ARP0c connection interceptor

[Download source (ARP0c2.c) ]

ARP0c is an ARP redirector and bridging engine. ARP requests from various sources in a switched environment get false ARP response packets which point to the host running ARP0c.
Packets from these hosts are bridged with an internal engine to the real destination address to allow normal network operation and keep TCP connections alive.

Normal operation without interception may look like this:

+--------+         +--------+         +-------+
| HOST1  |- - - - -+ SWITCH +- - - - -| HOST2 |
+--------+         +--------+         +-------+
                        |
			|
                   *********
		   * YOU   *   <-- this host gets not packets
		   *********
Here you sit on a switched network, just getting ARP requests and other kinds of broadcasts without seeing any interesting packet. This is what a switch is supposed to do.

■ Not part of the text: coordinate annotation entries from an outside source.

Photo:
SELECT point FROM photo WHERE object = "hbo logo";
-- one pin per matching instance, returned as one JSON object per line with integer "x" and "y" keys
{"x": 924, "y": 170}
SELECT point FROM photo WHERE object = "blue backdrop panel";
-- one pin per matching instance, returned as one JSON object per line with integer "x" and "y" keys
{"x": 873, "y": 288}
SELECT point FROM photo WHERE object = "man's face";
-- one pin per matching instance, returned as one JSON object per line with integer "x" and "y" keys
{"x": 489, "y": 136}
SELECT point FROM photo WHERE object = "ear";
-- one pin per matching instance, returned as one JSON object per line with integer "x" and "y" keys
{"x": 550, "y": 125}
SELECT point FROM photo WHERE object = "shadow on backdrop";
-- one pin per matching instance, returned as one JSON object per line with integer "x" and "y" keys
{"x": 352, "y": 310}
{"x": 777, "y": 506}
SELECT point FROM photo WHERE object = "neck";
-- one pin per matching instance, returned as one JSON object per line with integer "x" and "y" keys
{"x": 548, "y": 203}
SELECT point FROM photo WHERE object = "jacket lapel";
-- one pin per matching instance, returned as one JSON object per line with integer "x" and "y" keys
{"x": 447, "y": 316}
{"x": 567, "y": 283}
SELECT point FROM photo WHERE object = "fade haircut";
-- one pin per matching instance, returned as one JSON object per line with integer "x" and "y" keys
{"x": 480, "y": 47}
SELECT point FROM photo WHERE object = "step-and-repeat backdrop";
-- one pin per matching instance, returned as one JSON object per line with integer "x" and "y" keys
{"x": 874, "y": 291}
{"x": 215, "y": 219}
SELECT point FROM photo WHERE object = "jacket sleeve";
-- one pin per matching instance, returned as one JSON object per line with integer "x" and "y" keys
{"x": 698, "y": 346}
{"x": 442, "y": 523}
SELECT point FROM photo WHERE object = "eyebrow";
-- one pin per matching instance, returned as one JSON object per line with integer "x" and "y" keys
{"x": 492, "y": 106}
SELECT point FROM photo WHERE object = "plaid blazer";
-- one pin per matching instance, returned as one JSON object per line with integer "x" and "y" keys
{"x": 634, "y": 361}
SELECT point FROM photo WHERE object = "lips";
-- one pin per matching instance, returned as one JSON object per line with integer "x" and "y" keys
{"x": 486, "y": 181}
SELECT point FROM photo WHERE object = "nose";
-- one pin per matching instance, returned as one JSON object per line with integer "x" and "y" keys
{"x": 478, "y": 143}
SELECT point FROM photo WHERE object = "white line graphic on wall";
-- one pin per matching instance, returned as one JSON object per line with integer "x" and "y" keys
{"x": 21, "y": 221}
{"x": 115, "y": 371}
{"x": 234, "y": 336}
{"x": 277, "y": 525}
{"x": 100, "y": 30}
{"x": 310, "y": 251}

When using ARP0c, ARP requests (which are normally send to all hosts) are responded by the real host and your ARP0c server. After the initial response, ARP0c continues to send out ARP response packets to keep the target host 'informed'. This causes most systems to discard the right answer and belive ARP0c.
Now, packets to HOST1 are send to the Ethernet address of ARP0c. It takes care of the layer 2 forwarding (bridging) to finally deliver the packets the the right recipient, because we don't want the connection to break.
+--------+         +--------+         +-------+
| HOST1  |- - - - .+ SWITCH +. - - - -| HOST2 |
+--------+         \--------/         +-------+
                    \   |  /   
	             \  | /
                   *********
		   * ARP0c *   <-- this host gets all packets
		   *********
The fact that most systems use an initially received Ethernet frame as source for the ARP cache entry leads to one-way interceptions, where one of the communication partners sends the frames already to ARP0c and the other still uses the real ethernet address. This is not a problem because by the time the cache expires the other direction is intercepted too, or just create a seperate file to intercept the connection anyway.

ARP0c uses some more features to keep the network functional. First of all, ARP based IP availability tests (primary used by Windoze boxes) are ignored.
The second major function is the possiblity to use a next hop gateway for traffic which is not part of this IP subnet. At the moment, ARP0c does support full IP routing.